Mediobanca Securities analyst Fabio Pavan said the deal “was a step in the right direction” as it would create a group with a more than 30% share in both fixed and mobile markets in Italy, home to the European Union’s third largest population.

“The telecom sector continues to show a strong need for remedies; M&A is the only effective one, opening a virtuous cycle of price-ups,” Pavan also said.

The sector has been plagued by many players fighting for market share, while facing costly network upgrades to meet growing demand for data. Analysts say industry consolidation could end price wars, allow companies to cut admin costs, and get synergies by sharing technology and infrastructure.

Telecom Italia is selling its fixed-line network to private equity investor KKR for up to 22 billion euros in “game-changing” deal BofA analysts believe will help the Italian group “remove the shackles of debt”.

Orange and MasMovil got Brussels’ conditional clearance in February for their 18.6 billion euro tie-up in Spain, while unlisted telecoms group Iliad took a $1.3-billion stake in Sweden’s Tele2, as its top investor, French billionaire Xavier Niel, seeks to push consolidation.

Caldato said the French, Spanish, Italian and British telecoms markets could offer opportunities, especially where companies have done most of the capex to upgrade their networks.
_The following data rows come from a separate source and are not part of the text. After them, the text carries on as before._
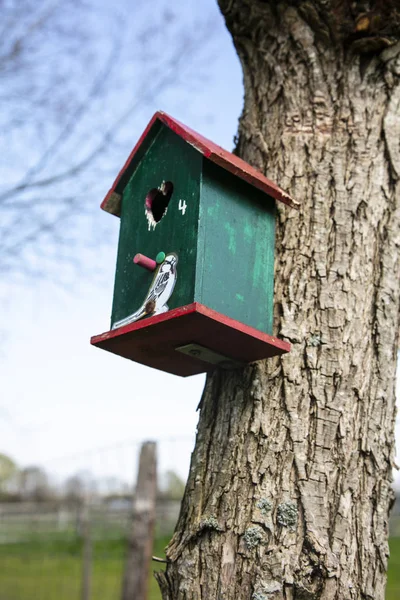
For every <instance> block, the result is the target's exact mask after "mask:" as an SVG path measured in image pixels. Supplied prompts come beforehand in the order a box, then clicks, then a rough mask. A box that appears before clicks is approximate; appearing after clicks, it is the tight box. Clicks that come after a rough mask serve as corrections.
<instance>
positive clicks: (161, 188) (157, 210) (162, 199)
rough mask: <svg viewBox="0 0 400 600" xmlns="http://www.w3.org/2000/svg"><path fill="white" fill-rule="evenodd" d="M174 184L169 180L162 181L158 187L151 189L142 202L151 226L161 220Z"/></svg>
mask: <svg viewBox="0 0 400 600" xmlns="http://www.w3.org/2000/svg"><path fill="white" fill-rule="evenodd" d="M173 190H174V186H173V184H172V182H171V181H163V182H162V184H161V185H160V186H159V187H158V188H153V189H151V190H150V191H149V192H148V194H147V196H146V200H145V203H144V206H145V210H146V217H147V220H148V222H149V228H150V226H153V228H154V227H155V226H156V225H157V223H159V221H161V219H162V218H163V216H164V215H165V214H166V212H167V209H168V204H169V201H170V200H171V196H172V192H173Z"/></svg>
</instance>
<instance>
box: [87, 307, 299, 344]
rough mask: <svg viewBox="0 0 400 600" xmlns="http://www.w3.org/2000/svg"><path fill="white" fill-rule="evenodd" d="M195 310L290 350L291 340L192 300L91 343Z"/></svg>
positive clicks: (103, 340)
mask: <svg viewBox="0 0 400 600" xmlns="http://www.w3.org/2000/svg"><path fill="white" fill-rule="evenodd" d="M193 312H198V313H200V314H203V315H204V316H206V317H208V318H209V319H214V320H215V321H218V322H220V323H222V324H224V325H227V326H228V327H230V328H231V329H236V330H237V331H240V332H242V333H244V334H246V335H249V336H251V337H253V338H256V339H258V340H260V341H261V342H264V343H266V344H268V345H270V346H275V347H276V348H279V349H280V350H282V352H290V348H291V345H290V344H289V342H284V341H283V340H280V339H278V338H276V337H274V336H271V335H269V334H268V333H264V332H262V331H259V330H258V329H255V328H254V327H250V326H249V325H245V324H244V323H241V322H240V321H236V320H235V319H231V317H227V316H226V315H222V314H221V313H219V312H217V311H216V310H212V309H211V308H208V307H207V306H205V305H204V304H200V303H199V302H192V303H191V304H187V305H186V306H181V307H179V308H174V309H172V310H170V311H168V312H166V313H162V314H161V315H156V316H155V317H151V318H149V319H143V320H141V321H136V322H134V323H130V324H129V325H125V326H124V327H119V328H118V329H112V330H111V331H106V332H104V333H101V334H100V335H95V336H93V337H92V338H91V339H90V343H91V344H92V345H96V344H98V343H100V342H102V341H104V340H109V339H112V338H114V337H118V336H119V335H123V334H124V333H128V332H130V331H138V330H139V329H143V328H145V327H152V326H153V325H157V323H161V322H164V321H170V320H172V319H176V318H178V317H181V316H183V315H187V314H190V313H193Z"/></svg>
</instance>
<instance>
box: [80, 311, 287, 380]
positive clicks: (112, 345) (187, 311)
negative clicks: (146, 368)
mask: <svg viewBox="0 0 400 600" xmlns="http://www.w3.org/2000/svg"><path fill="white" fill-rule="evenodd" d="M191 343H194V344H199V345H201V346H204V347H206V348H209V349H210V350H212V351H214V352H217V353H218V354H221V355H223V356H226V357H227V358H231V359H232V360H234V361H238V362H240V363H250V362H254V361H256V360H261V359H264V358H270V357H272V356H276V355H281V354H284V353H286V352H289V351H290V344H289V343H287V342H284V341H282V340H279V339H277V338H275V337H273V336H270V335H268V334H266V333H262V332H261V331H258V330H257V329H254V328H252V327H248V326H247V325H244V324H243V323H240V322H239V321H235V320H234V319H230V318H229V317H226V316H224V315H221V314H220V313H218V312H216V311H214V310H211V309H209V308H207V307H206V306H204V305H202V304H199V303H197V302H193V303H192V304H189V305H187V306H183V307H180V308H176V309H174V310H171V311H169V312H167V313H164V314H161V315H157V316H155V317H150V318H148V319H144V320H141V321H137V322H136V323H132V324H130V325H126V326H125V327H121V328H119V329H115V330H114V331H107V332H106V333H103V334H101V335H97V336H94V337H92V339H91V344H93V345H94V346H97V347H98V348H102V349H104V350H107V351H109V352H113V353H114V354H118V355H119V356H122V357H124V358H128V359H130V360H133V361H135V362H138V363H141V364H143V365H146V366H148V367H153V368H154V369H158V370H160V371H165V372H167V373H172V374H174V375H180V376H182V377H187V376H189V375H196V374H198V373H205V372H208V371H212V370H214V369H215V365H211V364H209V363H206V362H203V361H201V360H199V359H197V358H195V357H192V356H188V355H185V354H182V353H181V352H178V351H177V350H176V348H178V347H180V346H185V345H187V344H191Z"/></svg>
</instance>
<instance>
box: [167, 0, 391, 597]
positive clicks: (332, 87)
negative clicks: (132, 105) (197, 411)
mask: <svg viewBox="0 0 400 600" xmlns="http://www.w3.org/2000/svg"><path fill="white" fill-rule="evenodd" d="M220 7H221V10H222V12H223V14H224V16H225V19H226V23H227V26H228V28H229V30H230V32H231V33H232V36H233V40H234V44H235V46H236V49H237V52H238V55H239V57H240V60H241V63H242V67H243V73H244V82H245V105H244V110H243V114H242V117H241V121H240V128H239V137H238V144H237V152H238V154H240V155H241V156H242V157H243V158H244V159H246V160H247V161H249V162H250V163H251V164H253V165H255V166H257V167H258V168H260V170H261V171H263V172H264V173H266V174H267V175H268V176H269V177H270V178H271V179H273V180H275V181H277V182H278V183H279V184H280V185H281V186H282V187H283V188H284V189H287V190H288V191H289V192H290V193H291V195H292V196H293V197H295V198H296V199H298V200H299V201H300V202H301V208H300V211H299V212H296V211H290V210H288V209H287V208H285V207H278V215H277V243H276V263H275V273H276V278H275V314H274V319H275V321H274V322H275V327H274V330H275V332H276V334H278V335H279V336H281V337H283V338H284V339H286V340H288V341H290V342H291V343H292V351H291V353H290V354H288V355H286V356H285V357H284V358H282V359H274V360H269V361H267V362H264V363H258V364H254V365H251V366H249V367H247V368H246V369H244V370H242V371H234V372H224V371H217V372H216V373H215V374H214V375H213V376H211V377H209V378H208V380H207V384H206V388H205V391H204V395H203V398H202V402H201V410H200V421H199V426H198V434H197V441H196V447H195V450H194V454H193V458H192V464H191V471H190V476H189V480H188V483H187V487H186V491H185V497H184V500H183V506H182V510H181V515H180V518H179V522H178V524H177V528H176V531H175V535H174V537H173V539H172V541H171V543H170V545H169V547H168V550H167V559H168V561H169V563H168V566H167V570H166V574H165V575H164V574H159V575H158V580H159V582H160V585H161V589H162V594H163V598H164V600H177V599H178V598H179V599H181V598H185V600H195V599H196V600H199V599H207V600H213V599H215V600H216V599H218V600H219V599H222V598H224V600H230V599H232V600H233V599H235V600H242V599H243V600H245V599H246V600H249V599H250V598H252V599H253V600H267V599H268V600H270V599H274V600H275V599H276V600H277V599H286V600H289V599H291V600H292V599H300V598H301V599H302V600H304V599H309V600H311V599H312V600H314V599H324V600H328V599H329V600H334V599H337V600H339V599H340V600H345V599H350V598H351V599H356V598H357V599H359V598H364V599H371V600H372V599H375V600H378V599H379V600H383V598H384V589H385V578H386V567H387V559H388V542H387V536H388V511H389V507H390V504H391V502H392V497H393V495H392V490H391V478H392V475H391V472H392V466H393V448H394V440H393V429H394V419H395V395H394V387H395V371H396V352H397V342H398V332H399V300H400V289H399V288H400V278H399V261H400V252H399V246H400V194H399V176H400V146H399V139H400V135H399V134H400V121H399V108H400V85H399V83H400V44H399V39H400V2H399V1H387V2H380V1H376V2H374V1H363V2H351V1H349V0H348V1H346V0H345V1H340V2H339V1H337V0H313V1H312V0H307V1H300V2H299V1H298V0H296V1H295V0H293V1H290V0H286V1H282V2H272V1H268V0H265V1H261V0H229V1H228V0H220Z"/></svg>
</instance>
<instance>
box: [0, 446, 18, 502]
mask: <svg viewBox="0 0 400 600" xmlns="http://www.w3.org/2000/svg"><path fill="white" fill-rule="evenodd" d="M17 473H18V467H17V465H16V463H15V462H14V460H13V459H12V458H11V457H10V456H7V455H6V454H3V453H0V499H1V498H6V497H7V495H8V493H9V492H10V491H11V490H10V489H9V486H10V484H12V483H14V482H15V477H16V475H17Z"/></svg>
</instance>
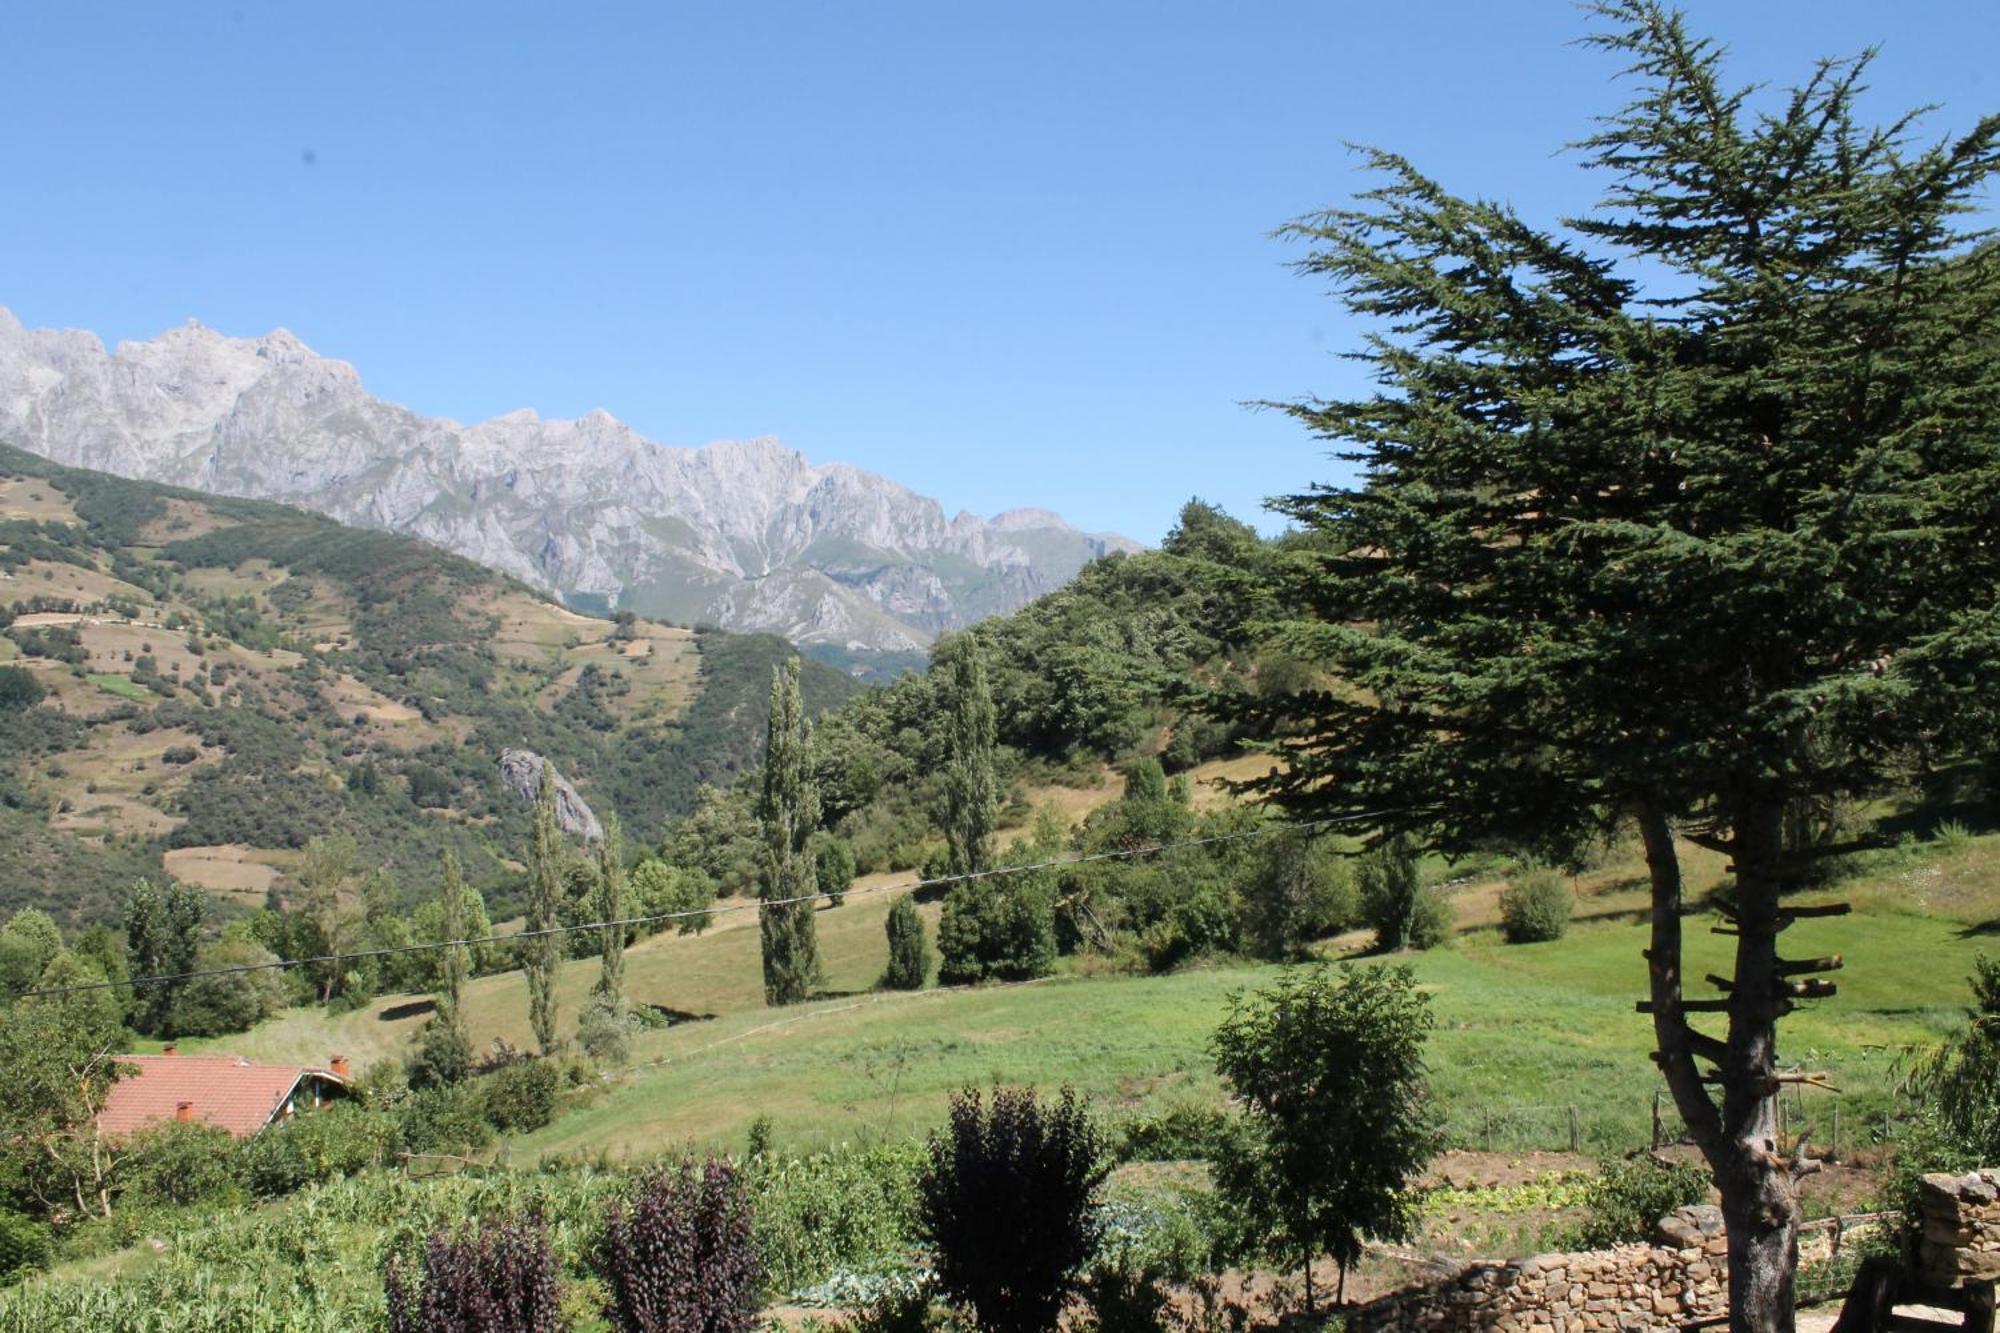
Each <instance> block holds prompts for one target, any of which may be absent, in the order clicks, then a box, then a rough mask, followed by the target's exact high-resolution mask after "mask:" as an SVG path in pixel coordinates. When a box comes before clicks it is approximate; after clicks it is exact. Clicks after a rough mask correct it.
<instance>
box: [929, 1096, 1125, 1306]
mask: <svg viewBox="0 0 2000 1333" xmlns="http://www.w3.org/2000/svg"><path fill="white" fill-rule="evenodd" d="M1100 1159H1102V1153H1100V1145H1098V1135H1096V1129H1094V1127H1092V1125H1090V1119H1088V1117H1086V1115H1084V1107H1082V1105H1080V1103H1078V1101H1076V1095H1074V1093H1072V1091H1070V1089H1064V1091H1062V1101H1058V1103H1054V1105H1042V1103H1040V1101H1036V1095H1034V1089H994V1095H992V1105H990V1107H988V1105H986V1103H984V1101H982V1099H980V1093H978V1091H976V1089H966V1091H964V1093H960V1095H956V1097H952V1125H950V1131H946V1133H944V1135H938V1137H932V1141H930V1163H928V1167H926V1169H924V1175H922V1177H920V1181H918V1201H916V1215H918V1227H920V1229H922V1233H924V1239H926V1241H928V1243H930V1247H932V1253H934V1263H936V1271H938V1287H940V1289H942V1291H944V1295H946V1297H950V1299H954V1301H960V1303H964V1305H970V1307H972V1311H974V1315H976V1317H978V1321H980V1327H982V1329H992V1331H994V1333H1048V1331H1050V1329H1054V1327H1056V1317H1058V1315H1060V1313H1062V1305H1064V1301H1066V1299H1068V1295H1070V1291H1072V1289H1074V1287H1076V1275H1078V1273H1080V1271H1082V1269H1084V1265H1086V1263H1088V1261H1090V1257H1092V1255H1094V1253H1096V1249H1098V1239H1100V1227H1098V1217H1096V1211H1098V1187H1100V1185H1102V1183H1104V1177H1106V1167H1104V1165H1102V1161H1100Z"/></svg>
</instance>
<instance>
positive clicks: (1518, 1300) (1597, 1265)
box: [1348, 1205, 1728, 1333]
mask: <svg viewBox="0 0 2000 1333" xmlns="http://www.w3.org/2000/svg"><path fill="white" fill-rule="evenodd" d="M1654 1241H1656V1243H1654V1245H1618V1247H1614V1249H1592V1251H1580V1253H1572V1255H1536V1257H1532V1259H1514V1261H1508V1263H1474V1265H1472V1267H1468V1269H1466V1271H1462V1273H1460V1275H1458V1277H1456V1279H1452V1281H1448V1283H1444V1285H1440V1287H1424V1289H1420V1291H1402V1293H1398V1295H1390V1297H1384V1299H1380V1301H1376V1303H1372V1305H1364V1307H1362V1309H1358V1311H1354V1313H1352V1315H1348V1329H1350V1333H1402V1331H1406V1329H1410V1331H1414V1329H1422V1331H1436V1333H1582V1331H1586V1329H1592V1331H1594V1329H1614V1331H1644V1333H1652V1331H1658V1333H1670V1331H1678V1329H1680V1327H1682V1325H1684V1323H1688V1321H1690V1319H1704V1317H1708V1315H1720V1313H1724V1311H1726V1309H1728V1241H1726V1239H1724V1235H1722V1213H1720V1211H1718V1209H1714V1207H1706V1205H1702V1207H1690V1209H1680V1211H1676V1213H1672V1215H1670V1217H1666V1219H1662V1221H1660V1227H1658V1231H1656V1235H1654Z"/></svg>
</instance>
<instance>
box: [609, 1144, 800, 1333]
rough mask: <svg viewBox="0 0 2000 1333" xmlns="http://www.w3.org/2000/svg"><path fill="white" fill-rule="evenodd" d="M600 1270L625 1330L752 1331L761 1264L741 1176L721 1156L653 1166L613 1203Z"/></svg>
mask: <svg viewBox="0 0 2000 1333" xmlns="http://www.w3.org/2000/svg"><path fill="white" fill-rule="evenodd" d="M598 1271H600V1273H602V1277H604V1281H606V1285H608V1287H610V1301H608V1305H606V1309H604V1315H606V1319H610V1321H612V1327H614V1329H620V1331H622V1333H748V1329H750V1327H754V1323H756V1311H758V1299H760V1287H762V1281H764V1265H762V1261H760V1259H758V1251H756V1241H754V1239H752V1235H750V1195H748V1191H746V1187H744V1181H742V1175H738V1171H736V1167H732V1165H730V1163H726V1161H716V1159H714V1157H710V1159H708V1161H706V1163H702V1165H700V1167H696V1165H694V1163H692V1161H688V1163H682V1167H680V1169H676V1171H664V1173H660V1175H656V1177H654V1179H652V1181H648V1183H646V1187H644V1189H642V1191H640V1193H638V1197H636V1199H632V1203H630V1205H628V1203H614V1205H612V1207H610V1213H608V1217H606V1219H604V1247H602V1253H600V1263H598Z"/></svg>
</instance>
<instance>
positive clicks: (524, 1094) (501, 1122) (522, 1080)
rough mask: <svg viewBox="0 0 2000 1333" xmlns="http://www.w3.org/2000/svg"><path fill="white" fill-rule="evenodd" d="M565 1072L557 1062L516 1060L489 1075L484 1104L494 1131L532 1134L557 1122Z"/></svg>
mask: <svg viewBox="0 0 2000 1333" xmlns="http://www.w3.org/2000/svg"><path fill="white" fill-rule="evenodd" d="M560 1091H562V1069H560V1067H558V1065H556V1063H554V1061H514V1063H512V1065H504V1067H500V1069H496V1071H494V1073H490V1075H486V1079H482V1085H480V1101H482V1105H484V1109H486V1119H488V1121H490V1123H492V1127H494V1129H502V1131H516V1129H518V1131H532V1129H540V1127H542V1125H548V1123H550V1121H552V1119H556V1097H558V1093H560Z"/></svg>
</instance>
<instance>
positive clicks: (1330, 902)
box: [1242, 835, 1360, 963]
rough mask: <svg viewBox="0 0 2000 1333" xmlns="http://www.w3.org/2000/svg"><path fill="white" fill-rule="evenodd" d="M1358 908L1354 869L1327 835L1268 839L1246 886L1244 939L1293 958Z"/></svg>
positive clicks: (1300, 957)
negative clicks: (1348, 867)
mask: <svg viewBox="0 0 2000 1333" xmlns="http://www.w3.org/2000/svg"><path fill="white" fill-rule="evenodd" d="M1358 913H1360V901H1358V891H1356V887H1354V875H1352V873H1350V871H1348V865H1346V859H1344V857H1340V853H1338V851H1336V849H1334V845H1332V843H1330V841H1328V839H1310V837H1302V835H1290V837H1280V839H1272V841H1270V845H1268V847H1266V849H1264V855H1262V857H1260V859H1258V863H1256V869H1254V873H1252V875H1250V879H1248V885H1246V887H1244V931H1242V935H1244V945H1246V947H1248V949H1250V953H1254V955H1256V957H1260V959H1272V961H1280V963H1284V961H1292V959H1302V957H1306V955H1308V949H1310V945H1312V941H1316V939H1320V937H1322V935H1330V933H1334V931H1338V929H1340V927H1344V925H1346V923H1348V921H1352V919H1354V917H1356V915H1358Z"/></svg>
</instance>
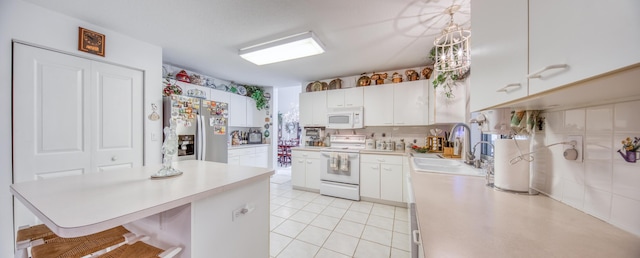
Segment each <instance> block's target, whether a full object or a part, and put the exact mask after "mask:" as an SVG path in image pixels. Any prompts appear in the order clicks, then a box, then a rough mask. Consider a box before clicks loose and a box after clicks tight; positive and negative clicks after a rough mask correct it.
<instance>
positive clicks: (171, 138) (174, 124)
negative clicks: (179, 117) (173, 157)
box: [151, 119, 182, 179]
mask: <svg viewBox="0 0 640 258" xmlns="http://www.w3.org/2000/svg"><path fill="white" fill-rule="evenodd" d="M177 153H178V135H176V121H175V120H173V119H171V121H170V123H169V126H168V127H165V128H164V142H163V143H162V154H164V157H163V158H162V168H161V169H160V170H158V172H156V173H155V174H153V175H151V178H152V179H155V178H166V177H173V176H179V175H182V171H179V170H177V169H175V168H173V167H171V163H172V162H173V156H175V155H176V154H177Z"/></svg>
A European Commission document suggested regulators may loosen merger rules, although antitrust chief Margrethe Vestager in Brussels said last week such a move was not under consideration.

Investors are still chronically underweight European telecoms, but data from Morgan Stanley on funds with a combined $1.2 trillion in assets has shown positioning is on the rise. The percentage of global funds overweight telecoms has reached 31%, the highest level since at least December 2013.

In the past year, European telecoms have lost 8%, logging a 17 percentage-point underperformance relative to the region-wide STOXX 600 index. On a forward PE basis, they trade at a 7% discount to the market, according to LSEG data.